Faire un don d'organe pour sortir plus vite de prison. Voici l'option qui pourrait s'offrir aux détenus du Massachusetts aux États-Unis en cas d'adoption d'un projet de loi porté par deux élus démocrates. Ces derniers souhaitent en effet élaborer un vaste programme de dons d'organes au sein des établissements pénitenciers du Massachusetts, comme le rapporte The Guardians. Par ce biais, les personnes incarcérées pourraient bénéficier d'une remise de peine allant de 60 à 365 jours. Un comité serait alors chargé de déterminer les critères d'éligibilité ainsi que la réduction de peine à attribuer selon "la quantité de moelle osseuse et d'organe(s) donné(s)". Néanmoins, les deux élus se heurtent à divers obstacles.

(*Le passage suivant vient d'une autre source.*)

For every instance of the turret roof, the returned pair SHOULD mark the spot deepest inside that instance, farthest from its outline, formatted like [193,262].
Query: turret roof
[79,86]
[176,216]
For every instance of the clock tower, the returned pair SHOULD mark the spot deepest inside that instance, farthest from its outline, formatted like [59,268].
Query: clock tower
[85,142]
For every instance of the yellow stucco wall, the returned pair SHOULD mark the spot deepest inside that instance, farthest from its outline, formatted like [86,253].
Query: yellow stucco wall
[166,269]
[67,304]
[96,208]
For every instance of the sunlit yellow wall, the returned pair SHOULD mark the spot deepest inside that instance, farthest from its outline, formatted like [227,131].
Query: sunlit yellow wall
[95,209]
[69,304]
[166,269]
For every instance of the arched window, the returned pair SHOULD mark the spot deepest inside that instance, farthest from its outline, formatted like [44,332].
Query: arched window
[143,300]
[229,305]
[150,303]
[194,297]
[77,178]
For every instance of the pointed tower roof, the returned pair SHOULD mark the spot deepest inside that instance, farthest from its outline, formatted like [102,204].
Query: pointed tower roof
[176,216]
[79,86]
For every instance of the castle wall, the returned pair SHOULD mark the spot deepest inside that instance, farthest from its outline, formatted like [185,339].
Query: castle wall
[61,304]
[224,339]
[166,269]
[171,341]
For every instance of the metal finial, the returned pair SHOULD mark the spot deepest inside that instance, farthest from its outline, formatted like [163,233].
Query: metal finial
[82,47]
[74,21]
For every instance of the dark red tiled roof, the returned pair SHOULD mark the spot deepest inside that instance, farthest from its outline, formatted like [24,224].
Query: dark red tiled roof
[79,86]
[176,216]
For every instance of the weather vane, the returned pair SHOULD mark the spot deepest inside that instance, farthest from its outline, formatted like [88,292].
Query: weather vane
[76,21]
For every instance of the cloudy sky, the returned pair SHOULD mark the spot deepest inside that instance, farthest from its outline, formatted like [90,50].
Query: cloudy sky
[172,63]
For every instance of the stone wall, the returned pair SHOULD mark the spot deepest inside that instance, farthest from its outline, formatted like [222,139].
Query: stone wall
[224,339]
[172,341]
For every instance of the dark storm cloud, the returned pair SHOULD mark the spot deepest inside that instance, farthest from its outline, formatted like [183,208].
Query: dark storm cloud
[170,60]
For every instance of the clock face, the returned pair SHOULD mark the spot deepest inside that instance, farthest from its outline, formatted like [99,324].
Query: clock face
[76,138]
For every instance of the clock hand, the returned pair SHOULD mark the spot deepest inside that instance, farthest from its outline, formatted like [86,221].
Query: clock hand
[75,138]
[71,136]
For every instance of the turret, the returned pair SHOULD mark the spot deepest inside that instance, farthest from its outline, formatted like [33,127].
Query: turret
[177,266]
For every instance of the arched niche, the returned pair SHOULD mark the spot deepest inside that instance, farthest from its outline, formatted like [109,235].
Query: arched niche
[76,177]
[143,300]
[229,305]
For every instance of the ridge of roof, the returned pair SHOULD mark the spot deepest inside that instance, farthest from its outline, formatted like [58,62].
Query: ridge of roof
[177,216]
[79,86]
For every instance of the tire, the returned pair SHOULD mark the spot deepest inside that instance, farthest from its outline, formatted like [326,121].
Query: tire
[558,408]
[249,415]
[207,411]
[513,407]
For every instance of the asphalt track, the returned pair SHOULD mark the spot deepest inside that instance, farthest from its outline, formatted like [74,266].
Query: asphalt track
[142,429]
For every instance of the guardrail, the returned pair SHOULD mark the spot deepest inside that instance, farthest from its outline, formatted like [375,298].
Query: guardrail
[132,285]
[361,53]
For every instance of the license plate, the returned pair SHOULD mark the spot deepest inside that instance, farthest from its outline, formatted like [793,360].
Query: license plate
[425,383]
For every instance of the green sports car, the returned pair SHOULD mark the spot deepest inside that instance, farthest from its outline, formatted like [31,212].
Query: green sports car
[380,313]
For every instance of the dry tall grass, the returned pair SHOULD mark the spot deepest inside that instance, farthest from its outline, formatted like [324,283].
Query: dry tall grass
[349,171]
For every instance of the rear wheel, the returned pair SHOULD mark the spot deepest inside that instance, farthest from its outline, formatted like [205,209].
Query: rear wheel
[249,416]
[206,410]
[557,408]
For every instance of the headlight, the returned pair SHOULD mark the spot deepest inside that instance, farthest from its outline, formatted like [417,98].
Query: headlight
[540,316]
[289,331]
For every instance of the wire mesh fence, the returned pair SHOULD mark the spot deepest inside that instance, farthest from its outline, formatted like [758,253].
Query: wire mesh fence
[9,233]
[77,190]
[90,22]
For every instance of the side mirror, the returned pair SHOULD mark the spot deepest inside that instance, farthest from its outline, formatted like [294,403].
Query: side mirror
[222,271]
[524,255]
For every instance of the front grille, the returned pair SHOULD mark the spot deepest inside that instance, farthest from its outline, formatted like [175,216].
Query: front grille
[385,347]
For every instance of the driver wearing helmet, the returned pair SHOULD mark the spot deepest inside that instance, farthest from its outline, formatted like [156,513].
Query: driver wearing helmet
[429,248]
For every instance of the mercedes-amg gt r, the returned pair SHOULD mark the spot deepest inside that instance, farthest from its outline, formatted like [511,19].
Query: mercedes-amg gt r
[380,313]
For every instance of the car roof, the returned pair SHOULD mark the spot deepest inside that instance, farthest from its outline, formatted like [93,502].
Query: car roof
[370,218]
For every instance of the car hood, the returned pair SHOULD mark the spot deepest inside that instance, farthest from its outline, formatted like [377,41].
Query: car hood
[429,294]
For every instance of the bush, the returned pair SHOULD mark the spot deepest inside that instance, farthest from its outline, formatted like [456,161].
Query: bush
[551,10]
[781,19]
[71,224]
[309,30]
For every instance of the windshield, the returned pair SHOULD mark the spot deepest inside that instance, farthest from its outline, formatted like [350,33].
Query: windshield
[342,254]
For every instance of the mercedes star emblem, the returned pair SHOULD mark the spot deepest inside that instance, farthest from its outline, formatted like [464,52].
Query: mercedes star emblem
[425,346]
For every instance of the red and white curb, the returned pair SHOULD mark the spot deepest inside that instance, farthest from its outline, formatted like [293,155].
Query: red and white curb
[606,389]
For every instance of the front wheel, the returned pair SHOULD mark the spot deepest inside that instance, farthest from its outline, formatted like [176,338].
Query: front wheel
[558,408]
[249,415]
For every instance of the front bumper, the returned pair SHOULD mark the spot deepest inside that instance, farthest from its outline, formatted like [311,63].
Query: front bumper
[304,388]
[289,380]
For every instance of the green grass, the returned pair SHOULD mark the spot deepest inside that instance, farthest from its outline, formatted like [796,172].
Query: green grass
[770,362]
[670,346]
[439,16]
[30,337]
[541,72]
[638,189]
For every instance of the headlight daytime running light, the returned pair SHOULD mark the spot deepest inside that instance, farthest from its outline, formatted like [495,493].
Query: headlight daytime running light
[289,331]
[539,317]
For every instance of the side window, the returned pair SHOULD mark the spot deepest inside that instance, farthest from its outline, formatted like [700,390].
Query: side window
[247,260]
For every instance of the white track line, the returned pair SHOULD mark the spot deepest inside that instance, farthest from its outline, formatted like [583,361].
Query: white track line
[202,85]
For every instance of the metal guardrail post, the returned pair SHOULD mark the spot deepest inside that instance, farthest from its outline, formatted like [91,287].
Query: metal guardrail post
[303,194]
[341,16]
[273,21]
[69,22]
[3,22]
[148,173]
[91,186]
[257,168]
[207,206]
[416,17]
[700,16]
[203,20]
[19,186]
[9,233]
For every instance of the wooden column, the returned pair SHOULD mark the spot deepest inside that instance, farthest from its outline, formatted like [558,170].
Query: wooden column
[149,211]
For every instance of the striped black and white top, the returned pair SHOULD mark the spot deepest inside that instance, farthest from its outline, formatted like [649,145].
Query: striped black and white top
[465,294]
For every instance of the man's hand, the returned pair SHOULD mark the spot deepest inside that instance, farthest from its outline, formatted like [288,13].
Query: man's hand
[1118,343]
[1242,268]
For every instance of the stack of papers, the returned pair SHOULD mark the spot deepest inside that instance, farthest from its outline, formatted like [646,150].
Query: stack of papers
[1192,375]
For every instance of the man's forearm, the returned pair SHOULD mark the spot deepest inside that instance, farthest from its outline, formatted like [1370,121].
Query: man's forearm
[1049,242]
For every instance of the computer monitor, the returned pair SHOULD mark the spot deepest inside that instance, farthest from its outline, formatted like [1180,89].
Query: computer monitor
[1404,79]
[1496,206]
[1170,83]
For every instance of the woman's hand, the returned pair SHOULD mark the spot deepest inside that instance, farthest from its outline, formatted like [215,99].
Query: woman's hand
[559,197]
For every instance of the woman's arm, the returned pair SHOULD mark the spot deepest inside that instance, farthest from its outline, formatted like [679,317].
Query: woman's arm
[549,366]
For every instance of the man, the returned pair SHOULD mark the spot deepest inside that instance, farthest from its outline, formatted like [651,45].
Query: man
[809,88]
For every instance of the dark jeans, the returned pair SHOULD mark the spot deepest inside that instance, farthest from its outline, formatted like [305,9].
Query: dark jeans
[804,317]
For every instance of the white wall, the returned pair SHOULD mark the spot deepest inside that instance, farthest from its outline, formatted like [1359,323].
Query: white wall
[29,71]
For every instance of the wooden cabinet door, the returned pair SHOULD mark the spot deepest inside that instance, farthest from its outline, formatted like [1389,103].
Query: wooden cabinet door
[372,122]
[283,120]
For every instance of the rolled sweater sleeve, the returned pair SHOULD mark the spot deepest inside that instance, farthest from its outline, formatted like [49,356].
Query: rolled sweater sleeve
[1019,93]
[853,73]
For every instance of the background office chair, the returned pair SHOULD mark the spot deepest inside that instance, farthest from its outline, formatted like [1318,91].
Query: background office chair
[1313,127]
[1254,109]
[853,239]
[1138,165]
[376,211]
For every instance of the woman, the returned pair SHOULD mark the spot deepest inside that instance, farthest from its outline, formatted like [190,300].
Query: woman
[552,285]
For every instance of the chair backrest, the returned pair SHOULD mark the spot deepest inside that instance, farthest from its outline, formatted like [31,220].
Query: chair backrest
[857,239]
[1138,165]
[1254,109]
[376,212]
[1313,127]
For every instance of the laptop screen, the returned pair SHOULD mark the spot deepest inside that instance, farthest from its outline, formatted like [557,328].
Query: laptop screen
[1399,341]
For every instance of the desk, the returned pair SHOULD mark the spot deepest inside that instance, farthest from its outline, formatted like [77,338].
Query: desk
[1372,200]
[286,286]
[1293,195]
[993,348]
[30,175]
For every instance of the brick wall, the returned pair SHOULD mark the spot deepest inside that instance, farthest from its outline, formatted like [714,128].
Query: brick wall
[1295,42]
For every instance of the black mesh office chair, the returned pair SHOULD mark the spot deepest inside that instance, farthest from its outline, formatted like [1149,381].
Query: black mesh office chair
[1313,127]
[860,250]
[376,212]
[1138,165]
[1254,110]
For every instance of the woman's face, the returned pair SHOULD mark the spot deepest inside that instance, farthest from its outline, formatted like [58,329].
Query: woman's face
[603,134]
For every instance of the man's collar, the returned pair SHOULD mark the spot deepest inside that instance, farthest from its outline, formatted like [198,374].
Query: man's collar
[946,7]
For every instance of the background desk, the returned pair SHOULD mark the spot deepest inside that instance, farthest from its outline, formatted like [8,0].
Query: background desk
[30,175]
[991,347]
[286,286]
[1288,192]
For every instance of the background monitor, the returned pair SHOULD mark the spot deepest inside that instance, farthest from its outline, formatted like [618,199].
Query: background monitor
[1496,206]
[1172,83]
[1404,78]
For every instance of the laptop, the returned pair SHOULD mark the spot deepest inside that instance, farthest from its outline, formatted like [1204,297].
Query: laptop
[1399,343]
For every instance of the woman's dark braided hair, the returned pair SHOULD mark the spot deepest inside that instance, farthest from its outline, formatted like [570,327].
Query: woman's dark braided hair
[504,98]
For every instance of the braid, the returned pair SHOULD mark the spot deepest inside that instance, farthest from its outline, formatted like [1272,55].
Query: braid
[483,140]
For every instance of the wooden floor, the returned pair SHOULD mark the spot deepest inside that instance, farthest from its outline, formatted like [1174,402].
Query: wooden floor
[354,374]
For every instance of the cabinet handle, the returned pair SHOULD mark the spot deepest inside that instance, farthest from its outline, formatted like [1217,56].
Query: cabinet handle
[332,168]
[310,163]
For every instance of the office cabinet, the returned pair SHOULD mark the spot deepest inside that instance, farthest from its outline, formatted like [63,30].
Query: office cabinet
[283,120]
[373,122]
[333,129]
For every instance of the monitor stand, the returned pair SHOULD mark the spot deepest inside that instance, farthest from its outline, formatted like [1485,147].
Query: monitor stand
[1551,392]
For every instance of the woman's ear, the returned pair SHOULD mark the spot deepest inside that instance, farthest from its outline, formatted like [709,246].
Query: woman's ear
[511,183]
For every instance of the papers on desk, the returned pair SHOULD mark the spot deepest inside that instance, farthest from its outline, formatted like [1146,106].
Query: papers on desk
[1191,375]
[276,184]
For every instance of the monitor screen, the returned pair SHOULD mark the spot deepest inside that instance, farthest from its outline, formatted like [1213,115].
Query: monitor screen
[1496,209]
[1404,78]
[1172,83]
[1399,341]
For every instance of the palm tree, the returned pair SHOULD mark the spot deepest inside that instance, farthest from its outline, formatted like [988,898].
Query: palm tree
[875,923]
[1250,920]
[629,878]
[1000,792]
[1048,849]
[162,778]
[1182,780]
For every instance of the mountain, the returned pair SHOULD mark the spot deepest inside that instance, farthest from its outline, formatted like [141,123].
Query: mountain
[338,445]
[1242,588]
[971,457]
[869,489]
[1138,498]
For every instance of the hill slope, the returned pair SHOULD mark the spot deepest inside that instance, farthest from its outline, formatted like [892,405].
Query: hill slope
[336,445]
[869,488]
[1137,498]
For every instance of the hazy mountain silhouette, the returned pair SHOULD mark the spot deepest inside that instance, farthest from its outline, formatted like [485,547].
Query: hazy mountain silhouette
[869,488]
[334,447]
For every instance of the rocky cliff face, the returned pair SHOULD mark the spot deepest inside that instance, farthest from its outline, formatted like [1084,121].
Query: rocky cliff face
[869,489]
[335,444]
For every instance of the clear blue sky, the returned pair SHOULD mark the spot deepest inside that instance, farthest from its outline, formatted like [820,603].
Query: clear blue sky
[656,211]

Des contraintes juridiques
À ce jour, le Bureau fédéral américain des prisons n'autorise aucun don d'organe si le receveur n'appartient pas à la famille proche du détenu. Il est d'ailleurs tout simplement impossible d'opérer le moindre don dans de nombreuses prisons d'État, y compris dans le Massachusetts, faute de logistique adaptée. Par ailleurs, ce projet de loi pourrait transgresser la loi fédérale américaine, comme le rappelle le Miami Herald. La loi nationale sur la transplantation d'organes, adoptée en 1984, criminalise le don ou la réception de tout organe humain, moyennant une contrepartie.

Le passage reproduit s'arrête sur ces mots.